Неужели это действительно внезапный, из ряда вон выходящий приступ квиетизма? Мы могли бы, конечно, объяснить столь поразительное внимание к благам цивилизации, «хорошим вещам» в «Парижском отчете» повышенной чувствительностью человека, расставшегося на время с привычной обстановкой и привычным укладом жизни, к многообразию зримого мира, то есть той особой остротой впечатлений, которая и вообще свойственна путешествиям, и даже сослаться при этом на собственные высказывания нашего героя о таком, стимулирующем впечатлительность действии поездок. Могли бы мы, опять-таки обращаясь к его же признаниям, оправдать это благодушие — если б это и впрямь было благодушие — простой человеческой слабостью, тем, что мечтателю — а он им, конечно, был — «действительность мнится невероятнее всякой мечты и льстит ему тоньше». Но ни в том, ни в другом нет нужды, ибо то, что кажется поначалу только непритязательной зарисовкой с натуры или фотографией, вкрапленной ублаженным путешественником в отчет о парижских речах и беседах, на самом деле подчинено замыслу, который, хотя перед нами как будто чистейшая публицистика, иначе как художественный трудно назвать и который дышит иронией, может быть, грустной иронией, но не успокоенностью.

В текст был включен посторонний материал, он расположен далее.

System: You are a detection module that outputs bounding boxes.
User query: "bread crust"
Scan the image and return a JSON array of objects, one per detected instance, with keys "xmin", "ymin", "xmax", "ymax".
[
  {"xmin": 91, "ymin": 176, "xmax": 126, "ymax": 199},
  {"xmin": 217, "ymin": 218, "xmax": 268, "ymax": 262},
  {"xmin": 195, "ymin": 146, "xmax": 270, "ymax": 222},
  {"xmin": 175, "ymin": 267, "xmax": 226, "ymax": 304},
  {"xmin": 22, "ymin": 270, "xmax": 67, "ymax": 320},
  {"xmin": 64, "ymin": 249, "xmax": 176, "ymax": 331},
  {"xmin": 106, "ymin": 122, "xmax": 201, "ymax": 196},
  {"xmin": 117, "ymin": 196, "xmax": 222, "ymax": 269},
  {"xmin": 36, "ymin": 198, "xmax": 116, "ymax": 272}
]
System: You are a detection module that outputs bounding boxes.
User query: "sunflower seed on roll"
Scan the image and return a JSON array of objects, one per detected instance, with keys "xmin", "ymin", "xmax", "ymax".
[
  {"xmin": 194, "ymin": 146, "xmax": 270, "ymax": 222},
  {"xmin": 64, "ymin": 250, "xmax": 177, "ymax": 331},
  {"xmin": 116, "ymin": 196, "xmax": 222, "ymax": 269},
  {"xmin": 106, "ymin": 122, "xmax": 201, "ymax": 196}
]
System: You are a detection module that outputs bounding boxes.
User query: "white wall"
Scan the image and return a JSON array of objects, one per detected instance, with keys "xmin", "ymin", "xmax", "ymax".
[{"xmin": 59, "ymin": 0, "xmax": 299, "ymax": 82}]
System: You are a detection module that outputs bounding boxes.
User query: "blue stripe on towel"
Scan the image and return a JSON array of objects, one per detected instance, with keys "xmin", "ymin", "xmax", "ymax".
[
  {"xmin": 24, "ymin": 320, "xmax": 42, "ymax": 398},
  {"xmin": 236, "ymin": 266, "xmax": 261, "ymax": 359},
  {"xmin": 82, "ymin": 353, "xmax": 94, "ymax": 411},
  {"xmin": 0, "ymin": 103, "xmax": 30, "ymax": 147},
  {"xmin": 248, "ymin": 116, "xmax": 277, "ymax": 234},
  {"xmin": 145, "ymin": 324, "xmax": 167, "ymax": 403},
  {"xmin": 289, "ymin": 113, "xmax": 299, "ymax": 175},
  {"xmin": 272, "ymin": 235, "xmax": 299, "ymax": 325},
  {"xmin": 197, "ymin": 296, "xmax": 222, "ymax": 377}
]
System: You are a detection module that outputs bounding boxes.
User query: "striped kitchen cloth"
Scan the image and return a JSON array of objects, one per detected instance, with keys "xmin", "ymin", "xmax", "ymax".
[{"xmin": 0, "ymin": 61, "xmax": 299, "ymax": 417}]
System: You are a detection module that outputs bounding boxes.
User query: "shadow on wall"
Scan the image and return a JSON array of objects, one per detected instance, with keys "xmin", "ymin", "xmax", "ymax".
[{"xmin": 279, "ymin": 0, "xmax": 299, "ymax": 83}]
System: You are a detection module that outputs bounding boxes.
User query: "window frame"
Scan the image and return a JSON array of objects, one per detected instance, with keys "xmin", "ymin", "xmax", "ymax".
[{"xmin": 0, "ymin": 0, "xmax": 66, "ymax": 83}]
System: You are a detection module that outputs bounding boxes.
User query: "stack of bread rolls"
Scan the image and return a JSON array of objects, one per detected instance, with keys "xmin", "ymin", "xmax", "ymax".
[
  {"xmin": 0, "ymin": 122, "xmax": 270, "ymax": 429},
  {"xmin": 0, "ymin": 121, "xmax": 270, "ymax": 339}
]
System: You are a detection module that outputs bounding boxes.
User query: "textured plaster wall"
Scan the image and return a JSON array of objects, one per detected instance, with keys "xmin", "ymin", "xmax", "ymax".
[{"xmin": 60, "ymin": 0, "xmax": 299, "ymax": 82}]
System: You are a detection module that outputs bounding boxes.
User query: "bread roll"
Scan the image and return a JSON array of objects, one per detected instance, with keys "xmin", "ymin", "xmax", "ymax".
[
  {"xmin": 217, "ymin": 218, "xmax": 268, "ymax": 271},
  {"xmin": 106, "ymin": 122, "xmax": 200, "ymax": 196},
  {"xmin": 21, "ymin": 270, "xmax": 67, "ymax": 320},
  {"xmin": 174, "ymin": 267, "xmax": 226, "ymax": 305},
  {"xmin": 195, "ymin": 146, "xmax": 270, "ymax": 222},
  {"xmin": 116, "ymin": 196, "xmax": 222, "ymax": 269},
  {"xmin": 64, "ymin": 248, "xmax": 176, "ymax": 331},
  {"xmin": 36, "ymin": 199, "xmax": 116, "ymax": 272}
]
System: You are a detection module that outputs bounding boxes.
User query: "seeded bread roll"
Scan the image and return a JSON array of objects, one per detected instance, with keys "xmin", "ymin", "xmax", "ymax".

«Если мерить полноту жизни, — читаем мы вдруг, — потреблением белых крахмальных сорочек, то мне было хорошо, ничего не скажешь. Но чтобы быть честным, признаюсь, что в такой празднично-сумбурно-сенсационной обстановке путешествия... я в глубине души всегда чувствую себя плачевно... меня не покидает сознание, что мир водит меня за нос и что достойным и настоящим остается только уединенность, тихая, дельная равномерность жизни в собственной сфере».
«В собственной сфере» он, в сущности, оставался, внося в свой дневник зарисовки, подобные приведенным. Один из исследователей его творчества назвал Францию, как она предстает в «Парижском отчете», «стилизованной Францией». Это меткое замечание. Но разве не прибегал уже наш герой к стилизации, разве невольно или, вернее, с вольностью художника и мечтателя не впадал в некую условность и раньше, когда, рассуждая о немецкой республике в бетховенском зале, искал черты своего самого общего гуманистического идеала в реальном веймарском государстве? Теперь он условно отождествлял с Францией и вообще с западной цивилизацией узкий круг интеллигентов, с которыми дискутировал о прошлом и будущем Европы и о собственном творчестве. И если тогда, в бетховенском зале, он воочию видел перед собой своих топавших ногами противников, то теперь проницательным внутренним зрением он видел, как ненадежна эта фасадная стабильность, эта цивилизованная умеренность буржуазного Запада.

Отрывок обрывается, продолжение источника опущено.